Studyplus Engineering Blog

スタディプラスの開発者が発信するブログ

少人数で複数のマイクロサービスの開発を行うための弊社の開発事情

こんにちは、サーバーサイドエンジニアの山田です。

昨年の11月に入社して以降、Studyplusアプリのバックエンドとそれに付随するいくつかのマイクロサービスの開発に関わってきました。今回はその中で感じたサーバーサイドチームの開発環境のいいところや改善したい点をいくつか紹介したいと思います。

背景

わたしが所属するStudyplus事業部のサーバーサイドチームでは、10ほどのマイクロサービスの開発を4人のサーバーサイドエンジニアが担当しています。その中で一番改修が多いのはStudyplusアプリのバックエンドとなるRailsアプリケーションになりますが、それ以外のサービスもたまに改修を入れていくことになります。わたしの場合は入社して約半年で7個ほどのサービスの改修に関わりました。

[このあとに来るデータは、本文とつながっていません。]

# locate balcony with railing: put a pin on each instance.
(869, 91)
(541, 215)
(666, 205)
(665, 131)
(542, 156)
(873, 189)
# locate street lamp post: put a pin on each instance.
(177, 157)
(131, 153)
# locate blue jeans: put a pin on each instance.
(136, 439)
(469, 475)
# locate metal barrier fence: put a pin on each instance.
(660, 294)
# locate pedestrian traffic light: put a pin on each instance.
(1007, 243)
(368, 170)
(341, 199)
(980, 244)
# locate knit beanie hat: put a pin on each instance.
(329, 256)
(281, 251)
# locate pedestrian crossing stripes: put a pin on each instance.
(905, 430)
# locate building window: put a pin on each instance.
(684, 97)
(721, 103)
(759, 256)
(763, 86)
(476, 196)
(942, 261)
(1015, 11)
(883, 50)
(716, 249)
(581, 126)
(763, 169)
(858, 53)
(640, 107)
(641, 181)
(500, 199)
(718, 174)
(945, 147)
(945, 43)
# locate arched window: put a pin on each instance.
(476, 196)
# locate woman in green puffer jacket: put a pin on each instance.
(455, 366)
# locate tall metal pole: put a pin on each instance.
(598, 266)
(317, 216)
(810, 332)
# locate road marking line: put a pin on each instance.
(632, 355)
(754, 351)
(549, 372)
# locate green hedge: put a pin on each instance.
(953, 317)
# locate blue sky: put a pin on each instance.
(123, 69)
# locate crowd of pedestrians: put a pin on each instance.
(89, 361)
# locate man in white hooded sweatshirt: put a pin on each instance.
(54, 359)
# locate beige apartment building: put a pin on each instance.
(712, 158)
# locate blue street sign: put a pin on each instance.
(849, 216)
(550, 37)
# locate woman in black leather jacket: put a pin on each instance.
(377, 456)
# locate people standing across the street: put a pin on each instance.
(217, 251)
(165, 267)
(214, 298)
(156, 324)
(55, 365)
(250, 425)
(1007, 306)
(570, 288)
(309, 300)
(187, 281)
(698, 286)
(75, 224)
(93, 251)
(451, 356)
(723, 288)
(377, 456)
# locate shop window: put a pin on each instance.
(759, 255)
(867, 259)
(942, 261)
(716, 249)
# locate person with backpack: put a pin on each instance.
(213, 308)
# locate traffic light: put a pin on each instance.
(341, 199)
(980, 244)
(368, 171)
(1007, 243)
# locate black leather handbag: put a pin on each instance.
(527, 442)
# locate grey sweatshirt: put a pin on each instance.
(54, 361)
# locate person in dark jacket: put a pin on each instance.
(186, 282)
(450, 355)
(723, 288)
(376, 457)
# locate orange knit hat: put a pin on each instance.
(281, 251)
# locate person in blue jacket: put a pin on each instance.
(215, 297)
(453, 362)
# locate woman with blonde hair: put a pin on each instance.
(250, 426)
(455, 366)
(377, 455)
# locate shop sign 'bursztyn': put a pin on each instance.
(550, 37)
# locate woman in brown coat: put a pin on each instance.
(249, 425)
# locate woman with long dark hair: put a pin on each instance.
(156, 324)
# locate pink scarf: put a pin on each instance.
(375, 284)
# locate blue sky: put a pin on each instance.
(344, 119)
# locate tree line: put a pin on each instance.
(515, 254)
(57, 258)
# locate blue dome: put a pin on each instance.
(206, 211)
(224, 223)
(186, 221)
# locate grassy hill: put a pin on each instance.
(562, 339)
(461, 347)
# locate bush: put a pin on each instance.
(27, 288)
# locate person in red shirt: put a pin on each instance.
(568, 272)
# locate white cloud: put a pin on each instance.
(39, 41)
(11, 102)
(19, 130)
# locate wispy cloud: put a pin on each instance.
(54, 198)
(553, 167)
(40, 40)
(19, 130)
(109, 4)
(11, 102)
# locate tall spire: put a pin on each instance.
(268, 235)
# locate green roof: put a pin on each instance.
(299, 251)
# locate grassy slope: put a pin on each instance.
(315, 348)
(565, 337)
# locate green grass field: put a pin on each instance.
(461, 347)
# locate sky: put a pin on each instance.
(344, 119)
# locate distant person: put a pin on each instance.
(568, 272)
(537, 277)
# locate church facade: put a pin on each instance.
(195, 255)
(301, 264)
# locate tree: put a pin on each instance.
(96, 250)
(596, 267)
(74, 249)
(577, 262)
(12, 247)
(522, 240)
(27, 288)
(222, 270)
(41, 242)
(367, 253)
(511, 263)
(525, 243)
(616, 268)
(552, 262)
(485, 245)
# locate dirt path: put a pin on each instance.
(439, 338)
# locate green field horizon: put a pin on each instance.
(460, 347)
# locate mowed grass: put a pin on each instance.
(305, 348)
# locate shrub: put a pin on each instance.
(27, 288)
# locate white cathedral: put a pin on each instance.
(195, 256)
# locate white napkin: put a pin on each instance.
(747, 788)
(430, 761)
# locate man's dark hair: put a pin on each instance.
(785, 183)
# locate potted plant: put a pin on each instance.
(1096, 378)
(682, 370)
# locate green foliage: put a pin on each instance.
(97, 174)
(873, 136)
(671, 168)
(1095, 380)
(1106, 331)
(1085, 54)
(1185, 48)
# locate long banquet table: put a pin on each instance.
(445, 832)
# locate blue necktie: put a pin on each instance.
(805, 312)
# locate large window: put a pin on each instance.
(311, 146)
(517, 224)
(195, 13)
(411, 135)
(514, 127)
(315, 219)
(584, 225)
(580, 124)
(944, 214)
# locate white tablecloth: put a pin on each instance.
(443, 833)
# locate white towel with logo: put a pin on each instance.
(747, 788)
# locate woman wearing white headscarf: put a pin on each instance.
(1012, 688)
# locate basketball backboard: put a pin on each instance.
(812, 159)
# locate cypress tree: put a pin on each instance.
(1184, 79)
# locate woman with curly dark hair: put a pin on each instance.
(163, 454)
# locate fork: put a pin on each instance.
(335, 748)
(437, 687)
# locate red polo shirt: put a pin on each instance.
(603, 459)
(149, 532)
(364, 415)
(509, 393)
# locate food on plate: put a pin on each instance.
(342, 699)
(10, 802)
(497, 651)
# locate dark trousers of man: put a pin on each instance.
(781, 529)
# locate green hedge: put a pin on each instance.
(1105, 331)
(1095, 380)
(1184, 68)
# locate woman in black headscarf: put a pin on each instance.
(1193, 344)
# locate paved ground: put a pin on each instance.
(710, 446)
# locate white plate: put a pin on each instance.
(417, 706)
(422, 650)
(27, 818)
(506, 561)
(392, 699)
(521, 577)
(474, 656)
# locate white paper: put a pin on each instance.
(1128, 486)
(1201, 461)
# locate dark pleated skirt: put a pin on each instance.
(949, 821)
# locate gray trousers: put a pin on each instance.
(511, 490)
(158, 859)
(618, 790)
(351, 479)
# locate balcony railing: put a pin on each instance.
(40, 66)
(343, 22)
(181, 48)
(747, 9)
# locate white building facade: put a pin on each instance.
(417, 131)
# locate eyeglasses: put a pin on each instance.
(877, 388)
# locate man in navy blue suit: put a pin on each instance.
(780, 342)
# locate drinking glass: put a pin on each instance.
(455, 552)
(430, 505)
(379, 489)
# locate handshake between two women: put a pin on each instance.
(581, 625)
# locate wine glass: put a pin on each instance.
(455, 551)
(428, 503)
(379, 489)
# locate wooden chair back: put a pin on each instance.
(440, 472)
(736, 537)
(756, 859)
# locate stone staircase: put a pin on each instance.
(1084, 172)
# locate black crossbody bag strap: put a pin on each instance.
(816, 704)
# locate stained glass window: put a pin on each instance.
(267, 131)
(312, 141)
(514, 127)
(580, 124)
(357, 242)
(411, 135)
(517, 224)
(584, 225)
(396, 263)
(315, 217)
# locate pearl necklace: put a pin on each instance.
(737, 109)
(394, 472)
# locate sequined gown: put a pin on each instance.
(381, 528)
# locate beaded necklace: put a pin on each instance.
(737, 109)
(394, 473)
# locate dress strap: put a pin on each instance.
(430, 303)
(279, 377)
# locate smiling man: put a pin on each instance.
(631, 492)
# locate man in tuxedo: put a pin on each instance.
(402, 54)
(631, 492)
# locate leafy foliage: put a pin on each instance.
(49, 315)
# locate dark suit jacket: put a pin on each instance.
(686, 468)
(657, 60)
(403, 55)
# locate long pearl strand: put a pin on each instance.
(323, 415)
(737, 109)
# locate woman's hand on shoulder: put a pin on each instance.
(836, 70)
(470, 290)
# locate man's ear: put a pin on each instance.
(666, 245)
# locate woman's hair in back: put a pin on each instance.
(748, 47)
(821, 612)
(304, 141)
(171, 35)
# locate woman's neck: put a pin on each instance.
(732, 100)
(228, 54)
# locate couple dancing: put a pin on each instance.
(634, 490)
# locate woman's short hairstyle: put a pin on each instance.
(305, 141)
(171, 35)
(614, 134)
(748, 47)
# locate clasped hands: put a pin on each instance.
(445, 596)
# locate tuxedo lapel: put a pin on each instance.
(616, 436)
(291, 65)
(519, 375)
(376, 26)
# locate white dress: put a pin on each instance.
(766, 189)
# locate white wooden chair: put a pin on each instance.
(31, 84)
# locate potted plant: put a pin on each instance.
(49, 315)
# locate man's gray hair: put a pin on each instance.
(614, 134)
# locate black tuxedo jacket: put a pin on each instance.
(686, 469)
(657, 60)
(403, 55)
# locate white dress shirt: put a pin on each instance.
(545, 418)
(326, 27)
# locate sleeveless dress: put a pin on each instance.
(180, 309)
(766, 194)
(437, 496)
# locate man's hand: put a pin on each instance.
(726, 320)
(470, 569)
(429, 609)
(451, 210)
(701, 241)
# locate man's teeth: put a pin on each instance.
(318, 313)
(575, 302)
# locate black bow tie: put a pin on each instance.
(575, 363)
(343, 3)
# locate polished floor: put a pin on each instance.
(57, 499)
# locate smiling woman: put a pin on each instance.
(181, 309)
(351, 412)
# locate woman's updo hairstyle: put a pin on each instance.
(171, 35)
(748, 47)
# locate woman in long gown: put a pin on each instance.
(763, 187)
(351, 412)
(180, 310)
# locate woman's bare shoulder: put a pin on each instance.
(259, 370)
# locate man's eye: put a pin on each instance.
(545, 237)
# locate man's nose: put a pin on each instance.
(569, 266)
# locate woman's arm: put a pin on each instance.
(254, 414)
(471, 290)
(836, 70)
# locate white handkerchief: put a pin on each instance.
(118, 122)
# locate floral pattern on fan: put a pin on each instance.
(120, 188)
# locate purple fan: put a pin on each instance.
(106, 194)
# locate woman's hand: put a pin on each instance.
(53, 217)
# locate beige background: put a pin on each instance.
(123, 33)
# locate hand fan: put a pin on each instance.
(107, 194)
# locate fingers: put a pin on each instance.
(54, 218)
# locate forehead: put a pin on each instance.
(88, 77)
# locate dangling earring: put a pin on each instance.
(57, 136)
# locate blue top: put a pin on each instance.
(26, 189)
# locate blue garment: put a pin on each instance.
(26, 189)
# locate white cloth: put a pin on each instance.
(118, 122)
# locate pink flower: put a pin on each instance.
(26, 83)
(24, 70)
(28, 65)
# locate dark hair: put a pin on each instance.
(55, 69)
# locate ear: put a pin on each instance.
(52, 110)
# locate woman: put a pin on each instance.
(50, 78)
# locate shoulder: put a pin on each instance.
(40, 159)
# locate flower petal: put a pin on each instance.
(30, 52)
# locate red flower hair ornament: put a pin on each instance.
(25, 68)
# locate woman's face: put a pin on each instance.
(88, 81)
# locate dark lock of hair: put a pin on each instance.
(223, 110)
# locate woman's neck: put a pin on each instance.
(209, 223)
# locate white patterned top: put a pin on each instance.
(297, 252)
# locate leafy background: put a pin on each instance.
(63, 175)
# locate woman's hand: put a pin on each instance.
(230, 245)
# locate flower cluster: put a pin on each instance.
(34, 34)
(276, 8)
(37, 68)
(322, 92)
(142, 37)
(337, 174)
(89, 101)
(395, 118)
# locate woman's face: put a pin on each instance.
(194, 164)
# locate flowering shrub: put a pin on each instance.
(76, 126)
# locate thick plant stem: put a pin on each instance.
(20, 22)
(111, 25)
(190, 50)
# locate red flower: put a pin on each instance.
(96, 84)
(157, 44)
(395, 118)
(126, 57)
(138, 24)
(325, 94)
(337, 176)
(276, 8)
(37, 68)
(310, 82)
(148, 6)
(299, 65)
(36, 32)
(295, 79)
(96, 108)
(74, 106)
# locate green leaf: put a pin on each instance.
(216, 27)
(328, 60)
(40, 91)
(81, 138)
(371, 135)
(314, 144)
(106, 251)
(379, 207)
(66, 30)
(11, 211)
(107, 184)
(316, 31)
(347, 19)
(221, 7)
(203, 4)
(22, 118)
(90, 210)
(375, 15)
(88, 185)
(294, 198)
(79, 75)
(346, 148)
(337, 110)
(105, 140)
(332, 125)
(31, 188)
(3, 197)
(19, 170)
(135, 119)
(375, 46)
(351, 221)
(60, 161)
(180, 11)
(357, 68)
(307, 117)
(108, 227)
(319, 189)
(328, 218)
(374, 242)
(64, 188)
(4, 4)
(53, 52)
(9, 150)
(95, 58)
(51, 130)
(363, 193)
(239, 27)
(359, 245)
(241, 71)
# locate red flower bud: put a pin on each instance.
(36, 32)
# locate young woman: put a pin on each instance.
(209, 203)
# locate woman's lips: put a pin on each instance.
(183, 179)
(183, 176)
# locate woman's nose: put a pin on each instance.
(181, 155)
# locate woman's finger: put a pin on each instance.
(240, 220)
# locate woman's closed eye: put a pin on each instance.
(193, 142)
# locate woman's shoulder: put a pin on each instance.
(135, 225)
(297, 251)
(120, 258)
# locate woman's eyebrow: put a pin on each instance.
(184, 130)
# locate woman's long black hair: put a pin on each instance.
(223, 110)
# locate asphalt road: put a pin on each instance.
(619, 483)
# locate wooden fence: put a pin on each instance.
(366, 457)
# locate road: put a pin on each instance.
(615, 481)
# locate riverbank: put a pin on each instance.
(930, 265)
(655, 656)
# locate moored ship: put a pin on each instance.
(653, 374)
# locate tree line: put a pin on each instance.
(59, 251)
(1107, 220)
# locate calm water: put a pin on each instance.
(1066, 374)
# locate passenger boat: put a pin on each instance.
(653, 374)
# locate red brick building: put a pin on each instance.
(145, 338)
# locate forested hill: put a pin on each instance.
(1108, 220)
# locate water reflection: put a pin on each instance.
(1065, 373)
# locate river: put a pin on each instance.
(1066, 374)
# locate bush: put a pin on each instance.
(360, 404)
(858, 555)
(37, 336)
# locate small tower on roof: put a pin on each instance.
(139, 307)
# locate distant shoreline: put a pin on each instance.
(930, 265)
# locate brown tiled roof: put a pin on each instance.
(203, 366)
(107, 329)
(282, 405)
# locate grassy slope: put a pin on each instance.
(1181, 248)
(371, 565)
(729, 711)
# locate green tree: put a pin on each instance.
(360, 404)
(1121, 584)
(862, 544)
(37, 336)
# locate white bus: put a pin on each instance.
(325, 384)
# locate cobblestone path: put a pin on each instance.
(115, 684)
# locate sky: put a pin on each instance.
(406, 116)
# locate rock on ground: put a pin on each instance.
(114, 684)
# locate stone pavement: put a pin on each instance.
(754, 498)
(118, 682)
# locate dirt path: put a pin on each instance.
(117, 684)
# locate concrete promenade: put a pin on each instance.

それらのサービス開発に関わった結果、新しく入ったメンバーが早く立ち上がりやすい環境だと感じたので、そのあたりの観点を中心にチームの開発環境について紹介していきます。

ローカル環境編

docker-composeによる環境構築

どのサービスもdocker-composeでローカル環境を構築できるようになっており、環境構築に時間を取られることが少ないです。これによって、あるサービスにちょっとした改修を入れたいだけなのに環境構築に時間が取られるといったことを避けることができています。

開発環境のDBに接続して開発

ローカルでアプリケーションを動かす時に時間を取られやすい作業にデータの準備があると思います。 弊チームでは以下のように開発者個人のローカルのアプリケーションから開発環境のDBに接続して開発を行う方法をとっています。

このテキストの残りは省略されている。